Income from financial services increased 48 percent to $10.3 million during fourth quarter 2012 as compared to $7.0 million in the fourth quarter of 2011. These results were primarily a consequence of increased profitability generated from retail credit portfolios with Sheffield, GE, and Capital One, and higher income from dealer inventory financing through the Polaris Acceptance joint venture. For the 2012 full year, income from financial services was $33.9 million, a 41 percent increase compared to $24.1 million for the full year 2011.
Non-operating other income was $1.2 million in the fourth quarter of 2012, compared to $4.6 million in the fourth quarter of 2011. The decrease in profitability resulted from foreign currency exchange rate movements and the corresponding effects on foreign currency transactions related to the Company’s foreign subsidiaries. For the 2012 full year, non-operating other income was $7.5 million as compared to $0.7 million for the full year 2011. The
Income tax provision for the fourth quarter 2012 was recorded at a rate of 34.5 percent of pretax income compared to 33.8 percent of pretax income for the fourth quarter 2011. For the 2012 full year, the income tax provision was recorded at a rate of 34.9 percent of pretax income compared to 34.3 percent for the full year 2011. The income tax provision rate is higher in the 2012 periods due to the renewal of the federal research and development income tax credit being deferred into calendar year 2013 by the U.S. Congress.
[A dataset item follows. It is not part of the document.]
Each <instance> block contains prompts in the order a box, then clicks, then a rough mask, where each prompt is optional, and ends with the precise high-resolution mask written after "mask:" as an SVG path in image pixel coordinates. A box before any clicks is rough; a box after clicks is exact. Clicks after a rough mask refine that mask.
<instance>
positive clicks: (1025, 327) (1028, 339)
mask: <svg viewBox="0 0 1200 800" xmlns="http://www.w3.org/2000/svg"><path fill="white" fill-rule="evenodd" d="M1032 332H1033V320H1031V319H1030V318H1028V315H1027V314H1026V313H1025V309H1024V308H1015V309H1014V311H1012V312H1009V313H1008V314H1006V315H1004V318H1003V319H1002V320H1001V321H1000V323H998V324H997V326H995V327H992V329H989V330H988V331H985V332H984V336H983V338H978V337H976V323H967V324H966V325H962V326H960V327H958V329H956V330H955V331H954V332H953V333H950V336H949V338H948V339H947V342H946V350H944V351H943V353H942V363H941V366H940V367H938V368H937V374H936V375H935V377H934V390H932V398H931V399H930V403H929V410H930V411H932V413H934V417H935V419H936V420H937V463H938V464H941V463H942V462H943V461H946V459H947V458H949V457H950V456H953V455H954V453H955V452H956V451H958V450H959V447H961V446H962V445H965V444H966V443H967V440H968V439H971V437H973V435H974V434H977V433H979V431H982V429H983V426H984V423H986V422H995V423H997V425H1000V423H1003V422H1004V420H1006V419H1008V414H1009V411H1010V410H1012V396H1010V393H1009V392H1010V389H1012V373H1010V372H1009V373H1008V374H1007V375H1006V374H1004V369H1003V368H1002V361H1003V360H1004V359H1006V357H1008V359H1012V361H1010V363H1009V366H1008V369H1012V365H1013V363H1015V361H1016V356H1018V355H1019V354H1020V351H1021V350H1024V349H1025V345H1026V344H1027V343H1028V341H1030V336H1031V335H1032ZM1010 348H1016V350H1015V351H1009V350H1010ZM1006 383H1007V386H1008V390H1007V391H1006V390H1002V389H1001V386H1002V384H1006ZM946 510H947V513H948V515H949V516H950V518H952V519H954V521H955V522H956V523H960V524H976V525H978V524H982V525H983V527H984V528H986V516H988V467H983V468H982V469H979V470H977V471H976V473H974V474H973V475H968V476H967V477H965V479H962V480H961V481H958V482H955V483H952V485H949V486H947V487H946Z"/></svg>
Financial Position and Cash FlowNet cash provided by operating activities increased 38 percent to $416.1 million for the year-to-date period ended December 31, 2012 compared to $302.5 million for the same period in 2011. The increase in net cash provided by operating activities for the 2012 period was due primarily to the increase in net income and improved working capital. Total debt at the 2012 year end was $107.2 million, and the Company’s debt-to-total capital ratio was 13 percent at December 31, 2012, compared to 18 percent at the same period in 2011. Cash and cash equivalents were $417.0 million at December 31, 2012, an increase of 28 percent compared to $325.3 million for the same period in 2011.